They have a preferential spreading along the condensed white matter tracts such as corticospinal tracts and corpus callosum. They often spread across white matter commisural tracts such as the corpus collosum and can give rise to the so called butterfly glioma, to involve the contralateral hemisphere. Glioblastomas rarely involve the meninges. These tumours are multifocal in 20% of patients and are rarely multicentric.

Terminology

The WHO classification has dropped the 'multiforme' and thus it is best to refer to these tumours merely as glioblastomas, or grade IV astrocytomas. Somewhat confusingly the abbreviation GBM is still appropriate.

The original term was coined in 1926 by Percival Bailey and Harvey Cushing, and the suffix multiforme was meant to describe the various appearances of haemorrhage, necrosis and cysts.

Epidemiology

A glioblastoma may occur at any age, however they usually occur after the age of 40 with a peak incidence between 65 and 75 years of age. There is a slight male preponderance with a 3:2 M:F ratio ⁵. Caucasians are affected somewhat more frequently than other ethnicities.

Clinical presentation

Typically patients present in one of three ways

focal neurological deficit
symptoms of increased ICP
seizures

In less than 2% if intratumoral hemorrhage occurs they may present by stroke like manifestation.

Pathology

Aetiology

Usually unknown. Rarely related to radiation exposure (radiation-induced GBM). It can also occur sporadically as part of rare heritable tumour syndromes. Such examples include p53 mutation related syndromes such as NF1 and Li-Fraumeni syndrome. Also Turcot syndrome, Ollier disease and Maffucci syndrome can also be complicated by glioblastomas.

Classification

Gliblastomas can be divided into primary and secondary.

Primary

De novo origin. These tumours are more aggressive than secondary glioblastomas and they tend to occur in older patients.

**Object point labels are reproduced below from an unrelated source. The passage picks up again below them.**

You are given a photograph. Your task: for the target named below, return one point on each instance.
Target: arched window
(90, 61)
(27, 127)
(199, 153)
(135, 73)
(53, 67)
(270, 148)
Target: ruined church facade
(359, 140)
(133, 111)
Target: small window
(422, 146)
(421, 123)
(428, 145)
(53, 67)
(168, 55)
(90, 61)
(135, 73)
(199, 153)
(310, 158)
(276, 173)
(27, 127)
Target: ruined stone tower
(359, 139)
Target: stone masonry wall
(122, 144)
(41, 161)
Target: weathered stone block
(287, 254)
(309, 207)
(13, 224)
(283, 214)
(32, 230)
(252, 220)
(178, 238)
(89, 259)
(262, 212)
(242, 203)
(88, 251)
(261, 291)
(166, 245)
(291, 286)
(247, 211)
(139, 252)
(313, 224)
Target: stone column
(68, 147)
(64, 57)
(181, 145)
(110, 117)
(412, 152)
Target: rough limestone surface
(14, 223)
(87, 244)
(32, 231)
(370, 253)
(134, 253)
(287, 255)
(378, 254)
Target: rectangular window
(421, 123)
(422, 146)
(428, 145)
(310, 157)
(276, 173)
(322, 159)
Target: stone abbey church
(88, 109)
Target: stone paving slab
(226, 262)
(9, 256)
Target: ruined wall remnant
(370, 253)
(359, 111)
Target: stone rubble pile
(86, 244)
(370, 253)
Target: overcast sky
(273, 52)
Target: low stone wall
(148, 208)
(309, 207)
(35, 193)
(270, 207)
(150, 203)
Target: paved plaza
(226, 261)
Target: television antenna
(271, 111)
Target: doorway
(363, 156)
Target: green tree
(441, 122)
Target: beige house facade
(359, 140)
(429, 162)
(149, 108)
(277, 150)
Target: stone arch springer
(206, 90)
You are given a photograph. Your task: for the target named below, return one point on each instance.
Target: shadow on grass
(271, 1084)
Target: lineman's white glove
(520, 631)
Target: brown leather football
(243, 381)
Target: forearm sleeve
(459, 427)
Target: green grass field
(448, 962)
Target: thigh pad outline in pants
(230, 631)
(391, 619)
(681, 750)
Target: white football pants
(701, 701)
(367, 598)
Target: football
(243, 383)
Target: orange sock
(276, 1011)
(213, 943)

Primary glioblastomas tend to have amplification of EGFR and overexpression of MDM2, mutation of PTEN and/or loss of heterozygosity of chromosome 10p ⁷.

Secondary

Secondary glioblastomas are those which arise from pre-existing lower grade gliomas. These tumours tend to be less aggressive than primary glioblastomas and they tend to occur in younger patients ⁷.

Characteristically, and unlike primary tumours, secondary glioblastomas tend to be IDH1 positive, p53 mutations, amplification of PDGF-A, loss of heterozygosity of chromosomes 10q and 17p, loss of 19q and increased telomerase activity and hTERT expression ⁷.

Of these IDH1 mutation is most important in allowing separation of primary and secondary glioblastomas, and is present in over 80% of grade II and III astrocytomas ^7,8.

Gross appearance

Glioblastomas are typically poorly-marginated, diffusely infiltrating necrotic masses localized to the cerebral hemispheres. Supratentorial white matter is the most common location.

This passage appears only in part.